The Art of Medicine

 In Speaker / Gateway

We were honoured to welcome to our meeting last week Padma Bhushan recipient, Dr. Farokh Udwadia, physician extraordinaire. Eloquent and intelligent, this man is one of the most reputed physicians, professors, and music enthusiasts – a triple treat, indeed. Dr. Udwadia wowed us Rotarians as he engaged us with snippets of three essays from his new book, ‘Tabiyat.’ He described it as, “Divorced from the technical aspect of medicine,” making it an easy read for us not fluent in the language of medicine.

Touching upon the first essay in his book, Dr. Udwadia said, “The knowledge and awareness of humanities and history make a better physician.”

Further explaining his comment, he stated, knowledge and awareness of humanities inculcate an aesthetic sense and a feeling of sympathy in a physician. The study of humanities lends sympathy and empathy, which makes doctors more compassionate to the patients they treat. Not just that, it increases one’s analytical and observational powers and instills important moral values which are important for physicians in this fast-changing world.
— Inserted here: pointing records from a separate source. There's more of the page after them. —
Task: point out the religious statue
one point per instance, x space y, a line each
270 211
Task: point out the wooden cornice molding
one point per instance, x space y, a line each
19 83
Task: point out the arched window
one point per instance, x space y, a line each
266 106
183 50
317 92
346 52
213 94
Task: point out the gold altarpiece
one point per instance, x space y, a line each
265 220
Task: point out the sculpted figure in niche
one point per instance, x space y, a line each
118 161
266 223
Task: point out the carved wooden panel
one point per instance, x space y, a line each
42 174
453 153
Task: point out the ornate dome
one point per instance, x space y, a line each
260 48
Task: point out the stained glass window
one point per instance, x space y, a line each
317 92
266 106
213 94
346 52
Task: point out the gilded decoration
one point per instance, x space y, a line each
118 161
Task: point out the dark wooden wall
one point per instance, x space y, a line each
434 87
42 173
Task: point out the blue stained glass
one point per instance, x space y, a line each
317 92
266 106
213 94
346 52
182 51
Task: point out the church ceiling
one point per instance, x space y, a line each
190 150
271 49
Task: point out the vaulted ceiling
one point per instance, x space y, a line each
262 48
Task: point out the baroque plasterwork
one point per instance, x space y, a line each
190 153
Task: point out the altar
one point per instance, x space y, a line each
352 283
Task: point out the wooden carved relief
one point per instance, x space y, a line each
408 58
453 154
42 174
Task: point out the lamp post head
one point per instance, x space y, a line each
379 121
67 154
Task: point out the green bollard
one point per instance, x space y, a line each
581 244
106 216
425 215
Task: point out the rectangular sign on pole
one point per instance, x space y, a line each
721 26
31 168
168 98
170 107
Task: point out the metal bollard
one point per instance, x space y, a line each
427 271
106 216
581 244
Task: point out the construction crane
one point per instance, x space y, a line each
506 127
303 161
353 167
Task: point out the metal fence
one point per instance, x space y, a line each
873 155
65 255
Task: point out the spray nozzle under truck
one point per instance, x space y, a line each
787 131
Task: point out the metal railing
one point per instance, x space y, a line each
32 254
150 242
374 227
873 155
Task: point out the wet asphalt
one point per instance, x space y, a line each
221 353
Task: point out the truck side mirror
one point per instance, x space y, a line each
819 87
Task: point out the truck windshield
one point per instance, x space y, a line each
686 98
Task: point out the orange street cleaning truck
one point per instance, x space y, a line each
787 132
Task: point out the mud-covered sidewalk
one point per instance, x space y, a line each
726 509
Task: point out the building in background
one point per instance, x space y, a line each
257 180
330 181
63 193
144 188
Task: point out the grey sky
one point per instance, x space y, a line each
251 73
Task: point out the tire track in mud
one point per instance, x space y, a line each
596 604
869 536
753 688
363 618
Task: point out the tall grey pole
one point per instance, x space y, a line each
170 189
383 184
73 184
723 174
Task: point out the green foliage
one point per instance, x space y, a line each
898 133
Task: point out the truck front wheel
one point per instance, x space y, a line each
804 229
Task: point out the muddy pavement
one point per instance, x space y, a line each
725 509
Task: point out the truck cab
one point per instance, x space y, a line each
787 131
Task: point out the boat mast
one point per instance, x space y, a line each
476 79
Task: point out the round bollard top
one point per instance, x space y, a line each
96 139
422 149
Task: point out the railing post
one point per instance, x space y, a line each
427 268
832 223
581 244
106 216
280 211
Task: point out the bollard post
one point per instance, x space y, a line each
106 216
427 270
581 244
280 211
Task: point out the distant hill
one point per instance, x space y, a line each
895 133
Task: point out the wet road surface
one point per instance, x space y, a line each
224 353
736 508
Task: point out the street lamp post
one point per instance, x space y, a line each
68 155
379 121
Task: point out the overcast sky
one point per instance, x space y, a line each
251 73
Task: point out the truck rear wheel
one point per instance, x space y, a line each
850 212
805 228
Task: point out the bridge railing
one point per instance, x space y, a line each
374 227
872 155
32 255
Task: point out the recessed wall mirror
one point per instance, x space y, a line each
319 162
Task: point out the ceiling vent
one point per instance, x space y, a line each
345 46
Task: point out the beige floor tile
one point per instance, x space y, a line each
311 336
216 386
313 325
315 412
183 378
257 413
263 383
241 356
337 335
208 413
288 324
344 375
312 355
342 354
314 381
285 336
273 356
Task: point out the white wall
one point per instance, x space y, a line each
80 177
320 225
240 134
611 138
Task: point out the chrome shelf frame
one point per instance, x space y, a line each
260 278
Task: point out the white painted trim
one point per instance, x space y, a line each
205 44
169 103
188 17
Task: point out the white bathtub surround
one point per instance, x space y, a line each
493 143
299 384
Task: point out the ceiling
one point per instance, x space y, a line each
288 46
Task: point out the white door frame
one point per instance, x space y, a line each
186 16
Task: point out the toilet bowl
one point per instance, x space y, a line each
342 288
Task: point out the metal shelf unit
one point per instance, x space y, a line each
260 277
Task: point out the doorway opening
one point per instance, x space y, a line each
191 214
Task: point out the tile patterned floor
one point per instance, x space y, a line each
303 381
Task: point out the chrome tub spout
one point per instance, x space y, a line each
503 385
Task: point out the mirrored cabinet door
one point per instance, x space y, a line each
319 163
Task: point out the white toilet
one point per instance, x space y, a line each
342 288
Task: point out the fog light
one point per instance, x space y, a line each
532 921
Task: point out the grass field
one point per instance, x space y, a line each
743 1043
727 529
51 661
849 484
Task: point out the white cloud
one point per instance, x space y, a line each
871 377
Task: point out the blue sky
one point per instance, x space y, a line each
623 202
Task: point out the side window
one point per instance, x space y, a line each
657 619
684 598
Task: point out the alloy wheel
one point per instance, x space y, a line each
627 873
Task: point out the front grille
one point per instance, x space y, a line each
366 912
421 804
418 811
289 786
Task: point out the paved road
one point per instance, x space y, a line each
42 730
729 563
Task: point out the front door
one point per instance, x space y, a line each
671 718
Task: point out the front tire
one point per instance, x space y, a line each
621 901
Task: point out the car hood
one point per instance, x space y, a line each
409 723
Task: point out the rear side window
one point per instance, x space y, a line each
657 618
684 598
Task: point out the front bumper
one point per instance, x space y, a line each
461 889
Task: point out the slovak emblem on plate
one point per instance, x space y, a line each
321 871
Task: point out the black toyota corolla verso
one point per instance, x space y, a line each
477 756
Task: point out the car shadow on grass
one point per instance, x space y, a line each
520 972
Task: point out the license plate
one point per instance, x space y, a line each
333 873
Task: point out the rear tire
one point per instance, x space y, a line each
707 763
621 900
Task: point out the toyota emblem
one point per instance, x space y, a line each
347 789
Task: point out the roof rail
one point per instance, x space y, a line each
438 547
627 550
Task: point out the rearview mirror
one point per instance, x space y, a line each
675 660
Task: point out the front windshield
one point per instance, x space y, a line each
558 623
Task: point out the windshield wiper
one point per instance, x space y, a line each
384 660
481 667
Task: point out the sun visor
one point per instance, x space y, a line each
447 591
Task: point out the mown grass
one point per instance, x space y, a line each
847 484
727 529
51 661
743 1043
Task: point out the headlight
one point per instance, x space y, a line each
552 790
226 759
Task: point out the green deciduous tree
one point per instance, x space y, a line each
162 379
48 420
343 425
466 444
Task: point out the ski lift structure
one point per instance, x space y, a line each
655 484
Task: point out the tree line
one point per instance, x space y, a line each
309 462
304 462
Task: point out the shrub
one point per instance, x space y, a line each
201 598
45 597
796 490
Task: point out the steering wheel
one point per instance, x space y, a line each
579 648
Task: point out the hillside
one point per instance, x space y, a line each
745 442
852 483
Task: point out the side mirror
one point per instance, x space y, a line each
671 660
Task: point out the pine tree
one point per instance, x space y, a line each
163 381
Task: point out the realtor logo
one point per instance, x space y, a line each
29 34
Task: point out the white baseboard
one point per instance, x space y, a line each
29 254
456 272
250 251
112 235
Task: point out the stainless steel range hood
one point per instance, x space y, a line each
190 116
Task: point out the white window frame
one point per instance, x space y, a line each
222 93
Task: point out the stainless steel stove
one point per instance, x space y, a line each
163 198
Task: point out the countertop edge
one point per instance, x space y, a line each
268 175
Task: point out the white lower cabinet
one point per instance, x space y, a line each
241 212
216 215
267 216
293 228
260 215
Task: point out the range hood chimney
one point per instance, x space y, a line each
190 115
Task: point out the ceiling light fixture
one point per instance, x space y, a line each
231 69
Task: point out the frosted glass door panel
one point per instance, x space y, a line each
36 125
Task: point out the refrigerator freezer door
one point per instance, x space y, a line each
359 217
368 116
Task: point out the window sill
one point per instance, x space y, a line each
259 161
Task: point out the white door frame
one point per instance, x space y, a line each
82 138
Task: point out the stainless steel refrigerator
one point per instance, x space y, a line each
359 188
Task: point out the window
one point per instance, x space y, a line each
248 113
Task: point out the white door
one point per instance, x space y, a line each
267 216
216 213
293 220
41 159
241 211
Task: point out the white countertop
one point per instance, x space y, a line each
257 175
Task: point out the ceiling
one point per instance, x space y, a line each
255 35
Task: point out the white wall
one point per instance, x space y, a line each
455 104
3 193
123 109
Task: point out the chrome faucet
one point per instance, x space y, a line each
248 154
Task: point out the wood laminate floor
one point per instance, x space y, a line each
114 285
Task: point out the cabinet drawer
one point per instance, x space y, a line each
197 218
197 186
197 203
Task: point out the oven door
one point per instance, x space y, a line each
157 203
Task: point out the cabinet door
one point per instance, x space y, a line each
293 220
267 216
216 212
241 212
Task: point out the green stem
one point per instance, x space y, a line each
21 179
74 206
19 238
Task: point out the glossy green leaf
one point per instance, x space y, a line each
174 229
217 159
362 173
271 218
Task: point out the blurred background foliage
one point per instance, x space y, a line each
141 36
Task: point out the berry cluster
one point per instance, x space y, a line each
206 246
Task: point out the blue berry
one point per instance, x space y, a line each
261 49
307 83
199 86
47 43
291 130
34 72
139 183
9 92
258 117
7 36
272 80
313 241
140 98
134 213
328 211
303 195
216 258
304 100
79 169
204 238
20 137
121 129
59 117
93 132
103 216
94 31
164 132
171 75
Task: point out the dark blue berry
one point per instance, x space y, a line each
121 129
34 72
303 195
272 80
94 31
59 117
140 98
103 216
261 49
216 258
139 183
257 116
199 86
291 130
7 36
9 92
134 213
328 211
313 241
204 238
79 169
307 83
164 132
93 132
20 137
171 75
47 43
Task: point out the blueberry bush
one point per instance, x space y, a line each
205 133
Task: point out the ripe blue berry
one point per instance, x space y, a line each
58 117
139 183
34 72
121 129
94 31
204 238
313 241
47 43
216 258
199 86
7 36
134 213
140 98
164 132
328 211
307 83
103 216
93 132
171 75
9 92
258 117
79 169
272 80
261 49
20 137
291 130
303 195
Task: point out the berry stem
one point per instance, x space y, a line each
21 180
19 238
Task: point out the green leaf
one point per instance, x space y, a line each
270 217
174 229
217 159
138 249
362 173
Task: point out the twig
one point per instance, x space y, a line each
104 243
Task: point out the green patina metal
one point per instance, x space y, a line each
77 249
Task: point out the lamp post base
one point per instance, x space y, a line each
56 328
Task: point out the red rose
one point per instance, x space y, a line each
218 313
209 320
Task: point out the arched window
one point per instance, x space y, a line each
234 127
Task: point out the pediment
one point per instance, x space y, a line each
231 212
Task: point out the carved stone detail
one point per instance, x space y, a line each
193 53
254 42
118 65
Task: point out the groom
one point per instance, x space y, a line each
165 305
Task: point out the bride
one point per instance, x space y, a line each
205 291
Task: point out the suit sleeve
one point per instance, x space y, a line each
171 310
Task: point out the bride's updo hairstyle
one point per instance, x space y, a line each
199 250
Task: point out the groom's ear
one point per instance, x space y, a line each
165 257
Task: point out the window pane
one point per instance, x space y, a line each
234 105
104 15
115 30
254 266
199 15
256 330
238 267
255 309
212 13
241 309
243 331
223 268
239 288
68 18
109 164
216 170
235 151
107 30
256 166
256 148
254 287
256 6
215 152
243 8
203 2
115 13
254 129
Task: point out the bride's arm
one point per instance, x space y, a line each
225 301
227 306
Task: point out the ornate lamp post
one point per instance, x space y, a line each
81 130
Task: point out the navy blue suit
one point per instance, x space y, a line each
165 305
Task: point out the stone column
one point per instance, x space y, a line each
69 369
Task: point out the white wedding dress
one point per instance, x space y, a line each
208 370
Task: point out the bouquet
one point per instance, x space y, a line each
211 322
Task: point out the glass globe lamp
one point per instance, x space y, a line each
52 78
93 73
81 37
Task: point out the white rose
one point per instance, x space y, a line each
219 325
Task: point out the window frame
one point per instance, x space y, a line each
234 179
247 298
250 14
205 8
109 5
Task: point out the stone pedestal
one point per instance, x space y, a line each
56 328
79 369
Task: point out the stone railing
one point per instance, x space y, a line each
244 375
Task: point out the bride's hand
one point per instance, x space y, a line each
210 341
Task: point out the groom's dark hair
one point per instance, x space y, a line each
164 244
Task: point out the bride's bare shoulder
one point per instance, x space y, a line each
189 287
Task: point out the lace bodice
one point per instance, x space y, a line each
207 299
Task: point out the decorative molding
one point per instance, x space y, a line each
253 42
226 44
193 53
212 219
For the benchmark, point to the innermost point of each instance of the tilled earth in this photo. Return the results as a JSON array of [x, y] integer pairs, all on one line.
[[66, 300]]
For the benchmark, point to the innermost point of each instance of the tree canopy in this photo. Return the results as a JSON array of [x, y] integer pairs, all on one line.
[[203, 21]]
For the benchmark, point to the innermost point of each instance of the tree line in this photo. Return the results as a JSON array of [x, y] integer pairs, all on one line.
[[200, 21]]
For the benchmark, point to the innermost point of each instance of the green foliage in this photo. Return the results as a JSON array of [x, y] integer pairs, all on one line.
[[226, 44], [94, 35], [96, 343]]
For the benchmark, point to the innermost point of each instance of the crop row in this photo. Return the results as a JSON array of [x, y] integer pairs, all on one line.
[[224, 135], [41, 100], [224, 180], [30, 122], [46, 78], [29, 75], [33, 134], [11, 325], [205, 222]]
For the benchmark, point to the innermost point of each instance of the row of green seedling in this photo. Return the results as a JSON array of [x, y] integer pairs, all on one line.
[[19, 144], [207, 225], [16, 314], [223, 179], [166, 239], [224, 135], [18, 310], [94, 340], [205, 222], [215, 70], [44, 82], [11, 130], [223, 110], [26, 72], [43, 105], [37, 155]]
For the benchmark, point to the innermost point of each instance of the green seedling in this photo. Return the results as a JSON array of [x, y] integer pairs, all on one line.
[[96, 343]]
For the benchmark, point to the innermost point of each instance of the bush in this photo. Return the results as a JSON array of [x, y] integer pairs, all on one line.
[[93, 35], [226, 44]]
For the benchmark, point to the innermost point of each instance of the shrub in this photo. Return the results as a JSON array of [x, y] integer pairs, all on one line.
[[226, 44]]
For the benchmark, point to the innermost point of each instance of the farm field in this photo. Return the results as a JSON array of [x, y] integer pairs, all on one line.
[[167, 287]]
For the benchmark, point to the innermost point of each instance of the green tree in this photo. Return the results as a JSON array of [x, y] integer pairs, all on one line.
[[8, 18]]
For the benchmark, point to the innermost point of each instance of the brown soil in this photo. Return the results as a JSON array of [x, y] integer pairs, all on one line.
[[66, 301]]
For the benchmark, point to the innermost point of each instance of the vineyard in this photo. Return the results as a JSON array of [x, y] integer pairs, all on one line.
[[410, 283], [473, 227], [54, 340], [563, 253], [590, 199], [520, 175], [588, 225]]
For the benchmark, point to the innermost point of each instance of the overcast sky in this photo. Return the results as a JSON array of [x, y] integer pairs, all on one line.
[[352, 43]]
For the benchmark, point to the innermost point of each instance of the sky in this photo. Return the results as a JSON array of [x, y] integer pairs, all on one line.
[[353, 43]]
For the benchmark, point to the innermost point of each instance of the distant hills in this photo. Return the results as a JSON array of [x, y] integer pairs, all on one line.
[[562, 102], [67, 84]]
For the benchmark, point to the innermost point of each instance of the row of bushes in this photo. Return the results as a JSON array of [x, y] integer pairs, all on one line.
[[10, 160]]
Humanities essentially humanise medicine, said Dr. Udwadia.

Modern medicine, unfortunately, has created doctors that relate more to machines than patients. There is more to medicine than science and technology; he believes that technology cannot thoroughly understand a patient’s history. “The art of historytaking and the heart of good examination is unfortunately lost today,” he explained. Therefore,
the practice of medicine should be based not just on science, but in equal measure, on arts.

To describe the art of medicine in words, Dr. Udwadia said, “It is the artful application of science to the holistic wellbeing of a patient.” Often referred to as the art of healing, some aspects of this art lie in being able to detect subtle, untold nuances in medical history and make an intuitive diagnosis. In this manner, a physician is able to understand and treat the patient, not just the disease. Moreover, the bond between the patient and the doctor, “a bond that stands the test of time,” according to Dr. Udwadia, is the heart and soul of medicine. Further describing this bond, Dr. Udwadia quoted poet and philosopher John Donne, “Any man’s death diminishes me, because I am involved in mankind, and therefore never send to know for whom the bell tolls; it tolls for thee.”

Moving on to another essay from his book, Dr. Udwadia chose to speak about ‘War and Medicine,’ describing the strange
relationship they share despite being stark contrasts. War is man’s supreme inhumanity to fellow men, while medicine represents humanity and humanism; War represents death and destruction while medicine represents healing

and preservation. However, war has also brought great advancements and research in medicine, such as varied surgical
techniques, the ambulance, and transfusion services. These innovations were discovered on the battlefields of Europe
and Asia. War is stitched in the genome of humankind, illustrating the dualities of good and evil that exist and have existed in the world.

Concluding with his last essay, Dr. Udwadia discussed a subject very close to his heart: ‘Music, the Mind and Medicine.’ Music, what Dr. Udwadia calls the greatest of all arts, is a form of creation comprehended but not translated. By this, he means music has no relation to the external world, but it is the most emotive of all arts and its beauty is found in the subtlety of its tones, in transcendental meditation, and even in numbers – in reference to Bertrand Russell’s ‘Principia Mathematica.’ Furthermore, Dr. Udwadia highlighted the pain-relieving abilities of music therapy.

After his thoughtful and moving speech, Dr. Udwadia left us all with some insightful food for thought. He exited the dias to a thunderous standing ovation from newly enlightened minds.